Current Urology | 2013
Nikhil Vasdev; Conrad V Bishop; Antoine Kass-Iliyya; Sami Hamid; Thomas McNicholas; Venkat Prasad; Gowrie Mohan-S; Tim Lane; Gregory Boustead; James Adshead
Introduction: Robotic radical prostatectomy (RRP) is an established treatment for prostate cancer in selected centres with appropriate expertise. We studied our single-centre experience of developing a RRP service and subsequent training of 2 additional surgeons by the initial surgeon and the introduction of United Kingdoms first nationally accredited robotic fellowship training programme. We assessed the learning curve of the 3 surgeons with regard to peri-operative outcomes and oncological results. Patients and Methods: Three hundred consecutive patients underwent RRP between November 2008 and August 2012. Patients were divided into 3 equal groups (Group 1, case 1-100; Group 2, case 101-200; and Group 3, case 201-300). Age, ASA score, preoperative co-morbidities and indications for laparoscopic radical prostatectomy were comparable for all 3 patient groups. Peri-operative and oncological outcomes were compared across all 3 groups to assess the impact of the learning curve for laparoscopic radical prostatectomy. All surgical complications were classified using the Clavien-Dindo system. Results: The mean age was 60.7 years (range 41-74). There was a significant reduction in the mean console time (p < 0.001), operating time (p < 0.001), mean length of hospital stay (p < 0.001) and duration of catheter (p < 0.001) between the 3 groups as the series progressed. The two most important factors predictive of positive surgical margins (PSM) at RRP were the initial prostate specific antigen (PSA) and tumor stage at diagnosis. The overall PSM rate was 26.7%. For T2/T3 tumors the incidence of PSM reduced as the series progressed (Group 1- 22%, Group 2- 32% and Group 3- 26%).
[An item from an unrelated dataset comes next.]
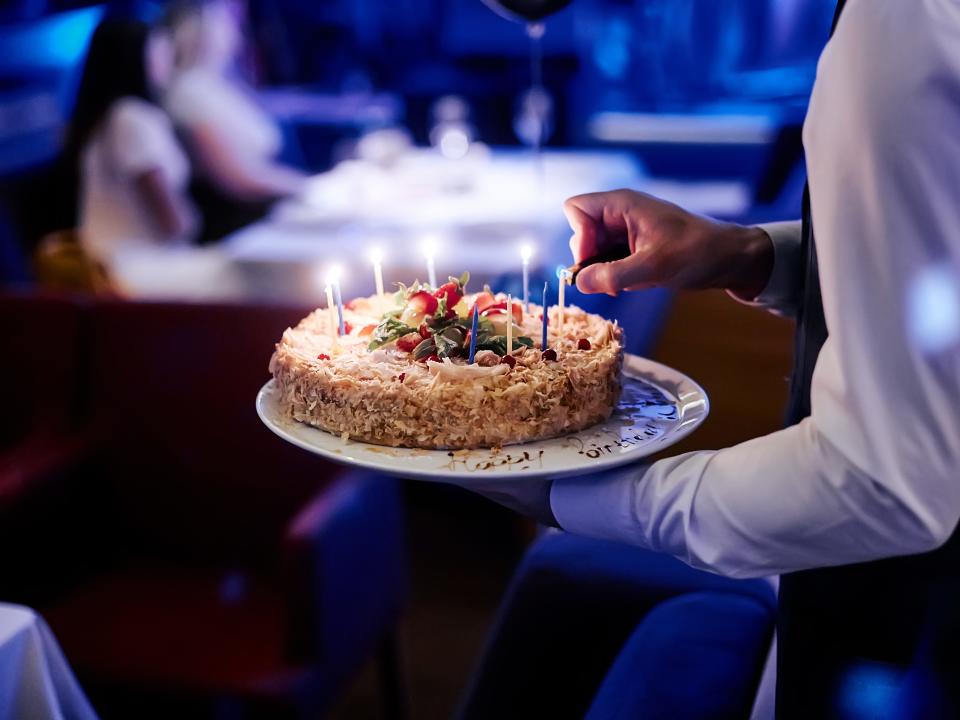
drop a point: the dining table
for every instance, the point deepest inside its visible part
(36, 682)
(471, 213)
The incidence of major complications i.e. grade Clavien-Dindo system score ≤ III was 2% (6/300). Conclusion: RRP is a safe procedure with low morbidity. As surgeons progress through the learning curve peri-operative parameters and oncological outcomes improve. This learning curve is not affected by the introduction of a fellowship-training programme. Using a carefully structured mentored approach, RRP can be safely introduced as a new procedure without compromising patient outcomes.